In the last few years computers have made massive advances in image recognition. Neural networks especially — systems which can be trained over time — have become eerily good at describing even quite complex scenes. However, as this video from US artist and coder Kyle McDonald shows, they're far from 100 percent accurate. McDonald modified a neural network built by researchers from Stanford and Google to analyze footage from a live webcam feed on his laptop. He then went for a walk around Amsterdam and let the computer do the talking.
Facebook is using similar technology to describe photos to blind people
The results are mixed, of course, but it's fascinating to watch the neural network make mistakes (and sometimes correct itself) in real time. The open source program being used is called NeuralTalk and was first unveiled last year, with the researchers providing updates on the network's capabilities since. Other companies and institutions are working on similar technology. Last month, for example, Facebook unveiled a prototype neural network that's intended to help blind people by describing pictures.

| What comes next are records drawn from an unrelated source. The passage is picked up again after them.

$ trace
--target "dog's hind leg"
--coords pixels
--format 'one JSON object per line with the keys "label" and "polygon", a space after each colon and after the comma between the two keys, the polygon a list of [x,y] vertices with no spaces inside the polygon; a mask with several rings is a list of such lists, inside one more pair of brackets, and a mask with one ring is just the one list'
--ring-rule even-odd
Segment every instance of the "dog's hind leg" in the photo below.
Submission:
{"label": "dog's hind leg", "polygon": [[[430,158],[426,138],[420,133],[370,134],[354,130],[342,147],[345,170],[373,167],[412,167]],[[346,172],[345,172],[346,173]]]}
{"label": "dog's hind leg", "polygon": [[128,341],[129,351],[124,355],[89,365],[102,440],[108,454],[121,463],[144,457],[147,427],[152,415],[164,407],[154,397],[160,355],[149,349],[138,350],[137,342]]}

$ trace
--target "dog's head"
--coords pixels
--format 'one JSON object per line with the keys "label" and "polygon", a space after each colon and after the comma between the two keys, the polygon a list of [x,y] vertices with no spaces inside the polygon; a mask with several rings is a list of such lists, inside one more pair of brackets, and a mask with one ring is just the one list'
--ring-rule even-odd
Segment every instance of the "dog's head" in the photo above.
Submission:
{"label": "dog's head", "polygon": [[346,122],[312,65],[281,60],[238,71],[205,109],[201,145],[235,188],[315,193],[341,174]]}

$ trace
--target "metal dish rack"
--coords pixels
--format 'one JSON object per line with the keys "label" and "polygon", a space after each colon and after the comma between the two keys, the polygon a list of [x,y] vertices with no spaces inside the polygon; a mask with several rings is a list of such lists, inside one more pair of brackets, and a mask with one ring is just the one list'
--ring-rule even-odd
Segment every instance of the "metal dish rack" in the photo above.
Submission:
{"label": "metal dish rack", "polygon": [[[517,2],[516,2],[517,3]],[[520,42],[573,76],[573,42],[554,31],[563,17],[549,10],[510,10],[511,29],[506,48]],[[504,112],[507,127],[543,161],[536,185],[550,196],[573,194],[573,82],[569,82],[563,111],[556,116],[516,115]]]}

Systems like this are sometimes referred to as artificial intelligence, but this is stretching the truth. While describing images and videos certainly looks like intelligence, the programs involved have no real understanding of what's in the images. They're only just becoming able to recognize the relationships between objects (the verbs you'd use to describe something) and they still make what appear to us to be blindingly obvious mistakes.
Despite these caveats, the rate of progress in this area is impressive, and it promises to open up a whole new world of information for computers to analyze. "I consider the pixel data in images and video to be the dark matter of the internet," Fei-Fei Li, the lead researcher behind NeuralTalk, told The New York Times last year. "We are now starting to illuminate it."